Только в зимних сугробах Москва выглядела почти как прежде и становилась на себя похожей.
«Безвременье…» Все чаще в спорах и разговорах мелькало это крылатое словечко.
«…Душно, как перед грозой, — вспоминает Мариэтта Шагинян, — время кажется остановившимся, внеисторичным. В воздухе, в настроении общества — ожидание, страстная потребность, чтобы произошло что-нибудь, чтобы ритм времени снова стал ощутимым…» Рождается жажда нового во что бы то ни стало, независимо от того, насколько оно, это новое, оправданно и закономерно.
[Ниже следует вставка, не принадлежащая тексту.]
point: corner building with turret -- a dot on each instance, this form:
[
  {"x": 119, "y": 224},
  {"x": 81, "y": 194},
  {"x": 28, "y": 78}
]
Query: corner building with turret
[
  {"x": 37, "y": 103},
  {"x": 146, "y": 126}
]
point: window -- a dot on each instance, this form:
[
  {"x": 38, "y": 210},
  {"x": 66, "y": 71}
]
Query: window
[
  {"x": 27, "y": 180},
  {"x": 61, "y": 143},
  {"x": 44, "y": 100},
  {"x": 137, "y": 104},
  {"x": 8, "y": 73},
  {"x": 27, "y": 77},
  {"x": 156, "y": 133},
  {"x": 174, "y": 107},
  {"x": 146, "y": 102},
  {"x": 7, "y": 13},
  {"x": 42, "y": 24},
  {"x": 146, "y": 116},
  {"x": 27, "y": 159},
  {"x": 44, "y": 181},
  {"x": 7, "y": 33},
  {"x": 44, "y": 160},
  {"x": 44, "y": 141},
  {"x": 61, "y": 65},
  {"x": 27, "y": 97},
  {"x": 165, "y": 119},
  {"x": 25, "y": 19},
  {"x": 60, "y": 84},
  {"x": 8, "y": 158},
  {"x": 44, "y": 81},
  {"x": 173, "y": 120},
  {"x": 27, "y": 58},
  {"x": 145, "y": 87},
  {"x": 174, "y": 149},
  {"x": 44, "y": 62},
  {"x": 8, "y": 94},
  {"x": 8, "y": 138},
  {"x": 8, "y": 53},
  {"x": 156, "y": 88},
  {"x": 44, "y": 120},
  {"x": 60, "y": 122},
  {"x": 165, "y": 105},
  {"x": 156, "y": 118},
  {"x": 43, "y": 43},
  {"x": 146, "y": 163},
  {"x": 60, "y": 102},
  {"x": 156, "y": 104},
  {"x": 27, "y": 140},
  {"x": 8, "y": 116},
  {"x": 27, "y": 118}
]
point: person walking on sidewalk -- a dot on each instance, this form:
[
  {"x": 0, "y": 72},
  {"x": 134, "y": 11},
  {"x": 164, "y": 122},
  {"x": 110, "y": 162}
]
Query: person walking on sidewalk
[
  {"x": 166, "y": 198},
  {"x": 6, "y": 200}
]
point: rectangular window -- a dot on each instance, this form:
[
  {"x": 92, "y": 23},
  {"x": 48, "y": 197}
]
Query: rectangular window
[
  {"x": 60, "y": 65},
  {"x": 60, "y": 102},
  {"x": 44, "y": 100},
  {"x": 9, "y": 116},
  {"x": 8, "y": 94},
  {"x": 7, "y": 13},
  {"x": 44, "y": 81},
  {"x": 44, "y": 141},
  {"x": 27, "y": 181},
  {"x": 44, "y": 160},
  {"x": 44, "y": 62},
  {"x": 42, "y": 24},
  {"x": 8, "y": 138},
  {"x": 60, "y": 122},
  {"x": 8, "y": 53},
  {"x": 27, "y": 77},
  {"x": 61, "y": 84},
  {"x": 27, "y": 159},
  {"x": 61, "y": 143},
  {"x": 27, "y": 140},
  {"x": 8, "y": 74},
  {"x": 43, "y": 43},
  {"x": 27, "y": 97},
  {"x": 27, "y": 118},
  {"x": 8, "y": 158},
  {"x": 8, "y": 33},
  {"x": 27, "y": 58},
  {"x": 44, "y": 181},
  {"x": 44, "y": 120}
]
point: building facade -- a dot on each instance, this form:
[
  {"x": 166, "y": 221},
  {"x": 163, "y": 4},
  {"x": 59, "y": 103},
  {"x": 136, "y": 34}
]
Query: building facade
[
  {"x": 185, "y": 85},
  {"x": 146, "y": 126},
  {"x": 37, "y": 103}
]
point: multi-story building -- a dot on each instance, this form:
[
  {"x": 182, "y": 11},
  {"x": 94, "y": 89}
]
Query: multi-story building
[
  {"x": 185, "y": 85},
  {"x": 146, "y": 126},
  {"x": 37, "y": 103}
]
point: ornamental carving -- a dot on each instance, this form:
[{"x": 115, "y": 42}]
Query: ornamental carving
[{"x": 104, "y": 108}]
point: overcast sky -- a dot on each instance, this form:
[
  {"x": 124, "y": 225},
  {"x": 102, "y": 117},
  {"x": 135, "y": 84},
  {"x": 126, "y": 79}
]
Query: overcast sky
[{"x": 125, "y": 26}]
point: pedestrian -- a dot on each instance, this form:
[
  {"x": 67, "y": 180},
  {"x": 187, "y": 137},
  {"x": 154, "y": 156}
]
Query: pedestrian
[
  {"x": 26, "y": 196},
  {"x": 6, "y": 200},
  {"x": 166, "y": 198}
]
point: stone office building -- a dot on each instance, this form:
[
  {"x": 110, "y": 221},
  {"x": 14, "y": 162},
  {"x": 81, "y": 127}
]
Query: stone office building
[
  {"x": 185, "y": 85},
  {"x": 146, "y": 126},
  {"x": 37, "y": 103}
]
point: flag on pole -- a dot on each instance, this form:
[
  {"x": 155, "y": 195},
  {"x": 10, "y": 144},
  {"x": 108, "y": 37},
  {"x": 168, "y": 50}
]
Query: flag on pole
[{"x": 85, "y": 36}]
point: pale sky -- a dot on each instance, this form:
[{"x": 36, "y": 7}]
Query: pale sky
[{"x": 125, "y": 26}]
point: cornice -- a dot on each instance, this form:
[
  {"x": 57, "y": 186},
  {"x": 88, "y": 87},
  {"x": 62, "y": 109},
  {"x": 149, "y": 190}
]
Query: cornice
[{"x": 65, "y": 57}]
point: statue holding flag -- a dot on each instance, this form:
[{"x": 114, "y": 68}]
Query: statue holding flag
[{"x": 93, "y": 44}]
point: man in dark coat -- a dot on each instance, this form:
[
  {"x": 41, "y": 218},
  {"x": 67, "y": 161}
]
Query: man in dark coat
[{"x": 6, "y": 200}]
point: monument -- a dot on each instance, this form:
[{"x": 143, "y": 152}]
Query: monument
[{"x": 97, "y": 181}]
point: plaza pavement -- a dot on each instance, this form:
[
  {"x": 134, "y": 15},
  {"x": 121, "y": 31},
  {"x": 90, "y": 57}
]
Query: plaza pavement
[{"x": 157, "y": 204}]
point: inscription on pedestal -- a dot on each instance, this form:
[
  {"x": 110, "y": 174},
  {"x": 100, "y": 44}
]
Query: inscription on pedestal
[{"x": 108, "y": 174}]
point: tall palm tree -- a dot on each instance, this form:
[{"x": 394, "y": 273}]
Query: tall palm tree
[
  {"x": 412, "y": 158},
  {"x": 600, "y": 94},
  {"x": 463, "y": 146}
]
Высшим мерилом для оценки идей и образов искусства делалась степень их формальной новизны, «непохожести» на прежнее, набившее оскомину.
Горький в свое время говорил о десятилетии 1907–1917 годов, что
Часть ее (интеллигенции), отшатнувшись от революции, бросилась в дебри реакционной мистики, декадентства, порнографии, провозгласила своим знаменем безыдейность, прикрыв свое ренегатство красивой фразой: «И я сжег все, чему поклонялся, поклонился тому, что сжигал…»
Каждому, кто пытался говорить пусть о новом, но старыми привычными словами, немедленно приклеивали ярлык «эклектика» или «эпигона».
В те годы в Москве рядом с именем Рахманинова блистали имена Александра Николаевича Скрябина и Николая Карловича Метнера.
Зрелое творчество Скрябина очень сложно, в остроиндивидуальной манере, но при этом с большой силой отражало грозовое дыхание своего времени, предчувствие грандиозных социальных потрясений.
Скрябина поднимала на щит целая фаланга музыкальных критиков, к сожалению более всего старавшихся увести композитора все дальше и дальше в сферу абстрактных мистико-идеалистических исканий.
Очень узким, «камерным» был крут поклонников Метнера. Большинство же рецензентов подчеркивали его приверженность к традициям немецкой школы, особенно к Шуману, Брамсу, хотя он и не менее настойчиво стремился выработать собственный стиль. Поругивая Метнера, критики тем не менее не отрицали того, что он представляет какое-то так или иначе избранное художественное направление.
Совсем по-иному сложилась судьба Рахманинова.
В те годы он был в зените своей славы, которая шагнула далеко за пределы России. В этом не только Метнер, но и Скрябин не могли с ним сравниться. Его концерты повсеместно сопровождались потрясающим успехом у публики. Многие его поклонники ездили за ним по пятам из города в город, чтобы не пропустить ни единого концерта. Молодежь проводила ночи возле концертных касс. Толпы людей допоздна дожидались его выхода у артистического подъезда. Казалось, не было границ для выражения восторга, любви и благодарности, которыми осыпали музыканта.
Но у большинства из пишущих на музыкальные темы ответ был готов:
— Рахманинов? Ну, конечно, спора нет: он гениальный исполнитель. Но его сочинения… Ведь он типичный эклектик!
«Эклектик…» Пожалуй, самое страшное слово для композитора. Никакой шумный и горячий прием у публики не в состоянии был его заглушить. Семя неверия в себя самого, сомнения в своем даровании упало на почву и дало ростки. А что, если он и впрямь только эпигон Чайковского?..
Он мучился и не находил решения.
Еще тяжелее становилось от сознания, коренившегося в глубине души, что он прав, что у него есть о чем рассказать людям, рассказать что-то свое, новое, рахманиновское и больше ничье.
И часто шевелилась еще до конца не осознанная мысль, что, наверно, так и суждено ему стоять одному, принимая на себя удары, защищая то, что дороже жизни.
Недаром, как писал один из критиков, «произведения г. Рахманинова всегда принимаются с особой, я бы сказал, нервозностью. Г. Рахманинов — тот столп, вокруг которого группируются все поборники реального направления…».